Tim McVeigh was an interesting person. He was a true terrorist. He wanted to advance the cause of the revolution and he was willing to sacrifice himself to do so.

That's an interesting statement from a political perspective: that a "true terrorist" is someone who wants to advance the cause of a revolution and is willing to martyr himself for it. I would say a "true terrorist" is one whose primary goal is to cause terror and evoke sustained fear, particularly among the citizenry. I think McVeigh's acts were fueled by his hatred of the federal government, which he viewed as the "true terrorist" for its actions at Ruby Ridge and Waco, and the citizenry, in his view, were collateral damage. I also think there are "true terrorists" who direct terror attacks and don't put themselves in a position to be killed, and who later cooperate with law enforcement. David Coleman Headley (convicted of the Mumbai bombings) comes to mind. The interview with Stephen was condensed, so I wonder if he didn't have more to say on this that didn't make it into the article.

On to Tsarnaev: Jury selection in Tsarnaev seems to be moving forward. I think there are enough similarities between the shootout with the Tsarnaev brothers and the shootouts in Paris to warrant a continuance. As of yesterday, there's nothing on the docket to indicate the defense has requested one, although so many pleadings are filed under seal, it's hard to know for sure.

The Judge presiding over the Tsarnaev trial yesterday released the number of jurors excused for cause from the first two jury panels (A and B). These jurors were excused for cause, based solely on their written answers to questions contained in a juror questionnaire, and the agreement of both sides.

According to an order entered by the Court (Document 895), there are six panels, designated A to F. Each panel has about 200 prospective jurors. In Panel A, the government and defense agreed about 64 of them should be excused without any questioning. In Panel B, around 70 were excused. There are four more panels (C-F), 1200 people in all, and the number of excused jurors from these panels will be disclosed by the court tomorrow and Wednesday.
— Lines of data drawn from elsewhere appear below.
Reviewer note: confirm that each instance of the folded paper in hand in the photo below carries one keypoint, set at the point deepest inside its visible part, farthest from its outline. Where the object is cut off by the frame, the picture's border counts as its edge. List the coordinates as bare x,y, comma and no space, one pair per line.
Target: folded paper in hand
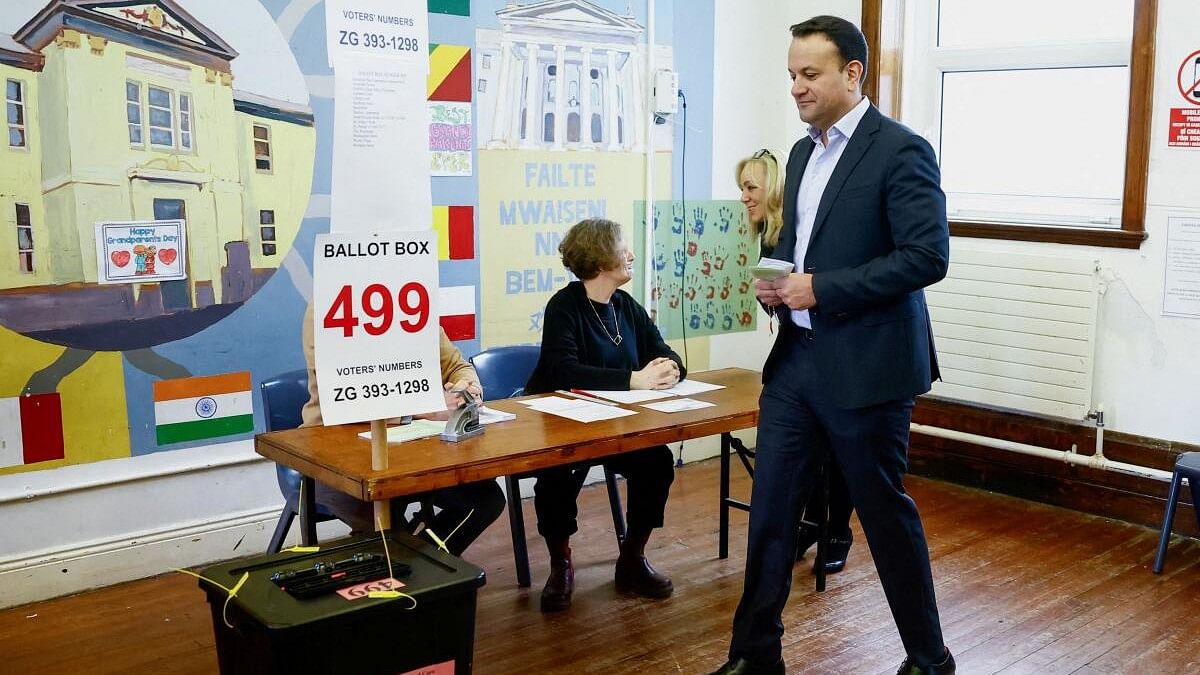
771,269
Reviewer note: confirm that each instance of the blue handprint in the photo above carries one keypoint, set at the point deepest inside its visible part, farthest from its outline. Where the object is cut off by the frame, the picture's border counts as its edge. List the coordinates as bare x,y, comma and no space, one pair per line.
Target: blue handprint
699,216
724,219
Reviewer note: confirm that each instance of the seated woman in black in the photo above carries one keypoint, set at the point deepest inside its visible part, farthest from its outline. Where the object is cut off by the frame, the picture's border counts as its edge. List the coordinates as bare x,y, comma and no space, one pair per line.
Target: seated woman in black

Those who remain will then be called in for questioning beginning sometime on or after January 15 in groups of 20, with the court intending to question one group in the morning and the next group in the afternoon.
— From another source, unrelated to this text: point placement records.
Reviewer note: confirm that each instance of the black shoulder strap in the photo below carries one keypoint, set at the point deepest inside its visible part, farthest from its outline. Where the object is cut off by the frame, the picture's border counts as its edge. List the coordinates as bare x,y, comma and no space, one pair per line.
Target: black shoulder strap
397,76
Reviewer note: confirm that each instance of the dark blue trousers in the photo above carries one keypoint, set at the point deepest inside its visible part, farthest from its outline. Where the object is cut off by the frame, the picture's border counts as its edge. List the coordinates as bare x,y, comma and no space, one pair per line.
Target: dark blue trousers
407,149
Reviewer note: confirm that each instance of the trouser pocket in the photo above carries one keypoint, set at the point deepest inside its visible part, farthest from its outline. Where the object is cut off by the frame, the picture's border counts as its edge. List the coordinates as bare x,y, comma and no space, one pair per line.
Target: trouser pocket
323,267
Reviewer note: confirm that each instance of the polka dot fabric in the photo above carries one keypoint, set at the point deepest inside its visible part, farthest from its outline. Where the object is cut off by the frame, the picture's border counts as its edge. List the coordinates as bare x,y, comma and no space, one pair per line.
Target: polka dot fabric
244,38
I think one big difference between picking the jury in McVeigh and Tsarnaev is that in McVeigh, Judge Matsch allowed the Government and defense to extensively question the prospective jurors on their views. In Tsarnaev, the judge's order states, as to the jurors who will appear in groups of 20:

The Court will provide preliminary instructions and question prospective jurors in each group regarding their adherence to the Court’s instructions prohibiting case-related communications and media exposure.

The Court will then question prospective jurors individually in Courtroom 9. The Court anticipates conducting individual voir dire itself, but may permit limited follow-up questions by counsel as may be appropriate.
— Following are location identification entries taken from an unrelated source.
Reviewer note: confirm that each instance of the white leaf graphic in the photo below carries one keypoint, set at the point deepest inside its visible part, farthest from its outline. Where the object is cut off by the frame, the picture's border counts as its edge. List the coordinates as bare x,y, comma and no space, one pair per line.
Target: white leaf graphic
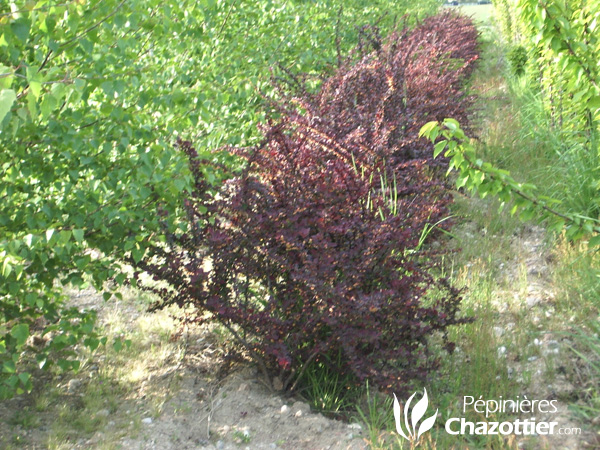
411,433
427,424
397,417
419,410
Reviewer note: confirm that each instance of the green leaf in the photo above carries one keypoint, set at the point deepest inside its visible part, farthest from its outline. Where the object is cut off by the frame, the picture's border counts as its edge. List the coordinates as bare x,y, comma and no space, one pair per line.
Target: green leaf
7,98
78,235
594,241
20,28
20,332
439,148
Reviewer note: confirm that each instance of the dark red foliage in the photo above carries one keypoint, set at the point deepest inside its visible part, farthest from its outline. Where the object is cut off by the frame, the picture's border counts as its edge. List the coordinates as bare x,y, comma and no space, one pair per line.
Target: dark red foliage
300,257
381,102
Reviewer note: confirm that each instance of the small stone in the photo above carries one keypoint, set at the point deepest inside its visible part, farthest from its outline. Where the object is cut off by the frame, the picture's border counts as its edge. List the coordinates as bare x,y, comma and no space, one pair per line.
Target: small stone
304,408
277,384
532,300
103,413
73,385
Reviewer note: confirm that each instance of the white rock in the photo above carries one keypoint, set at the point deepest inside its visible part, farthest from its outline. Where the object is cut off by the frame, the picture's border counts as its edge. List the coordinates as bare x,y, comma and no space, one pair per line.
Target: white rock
103,413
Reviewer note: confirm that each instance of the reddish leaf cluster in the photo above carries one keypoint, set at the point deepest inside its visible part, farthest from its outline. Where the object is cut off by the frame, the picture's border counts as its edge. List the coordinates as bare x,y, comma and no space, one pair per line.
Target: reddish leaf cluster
302,257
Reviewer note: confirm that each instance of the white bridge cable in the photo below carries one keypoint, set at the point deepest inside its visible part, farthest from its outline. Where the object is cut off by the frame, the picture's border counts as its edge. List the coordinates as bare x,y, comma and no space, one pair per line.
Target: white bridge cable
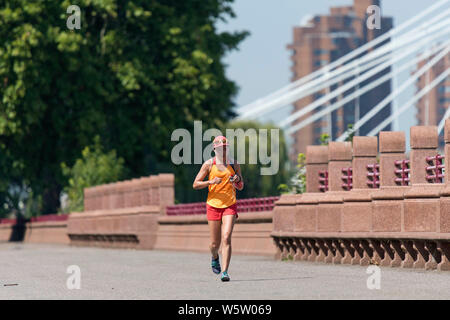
363,90
411,102
361,78
393,94
318,84
442,122
348,56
The judge instructed the lawyers to provide followup questions to those he asks in writing. It seems like he intends very little active participation by the lawyers in the actual questioning of jurors.

Note: The words on the left side of the graphic at the top of this post are those of Justice Louis Brandeis in his dissenting opinion in a 1928 wiretap case, Olmstead v. United States. They are on etched on the Suffolk County Courthouse in Boston (not the federal court where Tsarnaev is being tried.) They are also the only words spoken by Timothy McVeigh at his sentencing, when asked by the Judge if he had anything to say before he pronounced his death sentence.

"If the court please, I wish to use the words of Justice Brandeis dissenting in Olmstead to speak for me," McVeigh told the court. "He wrote, `Our government is the potent, the omnipresent teacher. For good or for ill, it teaches the whole people by its example.' That's all I have."

Here's the full quote:

Decency, security and liberty alike demand that government officials shall be subjected to the same rules of conduct that are commands to the citizen.

In a government of laws, existence of the government will be imperilled if it fails to observe the law scrupulously.

Our Government is the potent, the omnipresent teacher. For good or for ill, it teaches the whole people by its example.

Crime is contagious. If the Government becomes a lawbreaker, it breeds contempt for law; it invites every man to become a law unto himself; it invites anarchy. To declare that in the administration of the criminal law the end justifies the means—to declare that the Government may commit crimes in order to secure the conviction of a private criminal—would bring terrible retribution. Against that pernicious doctrine this Court should resolutely set its face.

Disclosure and note: Since I was one of McVeigh's trial lawyers, please do not include personal attacks on him in your comments. They will be deleted.